In a similar vein, Chris Smith at Vanity Fair today sees Republicans as being in their element — especially this tidbit from Democratic strategist Lis Smith: ‘“This election was the revenge of the pissed-off suburban mom,” Smith says. “The suburbs largely delivered the White House to Joe Biden in 2020, and they almost cost Phil Murphy the election in New Jersey and helped cost Terry McAuliffe the election in Virginia. Cable news exists on obsessing over Trump and obsessing over January 6. But voters don’t. Voters obsess over gas prices. Voters obsess over whether they can afford their health care.”

And the terrible result:

This is both accurate and somewhat depressing, in that Republicans aren’t paying a price for their ongoing destruction of democracy. But it helped Youngkin pull off the delicate balancing act of keeping Trump at a distance while not antagonizing the MAGA true believers — chatting up Trump regularly but keeping the calls secret, invoking race while not coming off as overtly racist.
As my former boss Kurt Andersen pointed out on Twitter, “Brilliant of Virginia Republicans to run a black woman for lieutenant governor: if just 35,000 Trump-averse white swing voters felt comfortable voting for Youngkin instead of McAuliffe because they could also vote for Winsome Sears, that won the election for the GOP.”

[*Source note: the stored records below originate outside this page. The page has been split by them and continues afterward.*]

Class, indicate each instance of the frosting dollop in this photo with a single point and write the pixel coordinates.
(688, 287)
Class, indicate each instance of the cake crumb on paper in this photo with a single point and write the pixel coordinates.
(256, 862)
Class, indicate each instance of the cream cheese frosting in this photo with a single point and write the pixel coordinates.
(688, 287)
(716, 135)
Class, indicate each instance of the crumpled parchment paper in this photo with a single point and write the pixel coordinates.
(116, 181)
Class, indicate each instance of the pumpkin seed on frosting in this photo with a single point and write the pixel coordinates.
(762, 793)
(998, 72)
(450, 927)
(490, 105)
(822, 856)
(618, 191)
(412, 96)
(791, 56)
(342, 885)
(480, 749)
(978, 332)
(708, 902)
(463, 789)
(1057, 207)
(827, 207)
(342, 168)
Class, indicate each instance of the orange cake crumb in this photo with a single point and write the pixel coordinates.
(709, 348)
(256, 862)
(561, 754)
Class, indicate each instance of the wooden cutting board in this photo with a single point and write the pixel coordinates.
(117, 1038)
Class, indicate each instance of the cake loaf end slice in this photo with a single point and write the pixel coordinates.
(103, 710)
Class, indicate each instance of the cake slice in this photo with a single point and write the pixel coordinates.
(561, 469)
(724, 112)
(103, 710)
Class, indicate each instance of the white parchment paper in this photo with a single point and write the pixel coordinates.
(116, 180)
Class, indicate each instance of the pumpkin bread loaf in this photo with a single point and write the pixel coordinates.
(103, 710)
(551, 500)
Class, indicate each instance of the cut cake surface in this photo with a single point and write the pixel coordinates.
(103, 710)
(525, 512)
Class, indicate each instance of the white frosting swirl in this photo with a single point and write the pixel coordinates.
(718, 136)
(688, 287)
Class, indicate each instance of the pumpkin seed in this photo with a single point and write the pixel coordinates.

Which points to an ongoing problem for the Democrats, beyond the New Jersey and Virginia gubernatorial races. Among the few bright spots on Tuesday were Eric Adams and Michelle Wu winning mayoral races in New York City and Boston, and Michelle Maldonado, who took a Virginia House of Delegates seat.
Adams, a relative moderate, and Wu, an unabashed progressive, were elected in thoroughly Democratic enclaves, but they are leaders of color in cities that reflect the diversity of many battleground states like New Jersey.
Maldonado beat a Republican in a majority-white district just south of Arlington, after rejecting a local NARAL endorsement over the group’s defund-the-police stance.
If Democrats are going to win statewide races where Trump isn’t on the ballot, they’ll do it by turning out not just the base but a coalition — and by fielding more candidates who aren’t old, male, and pale.

If one remembers 2022 is just next year, it gets even more shitty.

SCOTUS crashes the light without noticing the contrast of white on white:

And here we are, once again…

(Illustration out front is of a New York state high-school student exhibit: ‘The piece was displayed during student-driven art show at Shenendehowa High School. It consisted of at least 12 identical black-and-white pictures of Donald Trump. There was also a sign above the pictures that read, “Draw on Me.” Using markers from the art classroom, some students opted to scribble critical messages and profanities on the pictures‘ — and found here).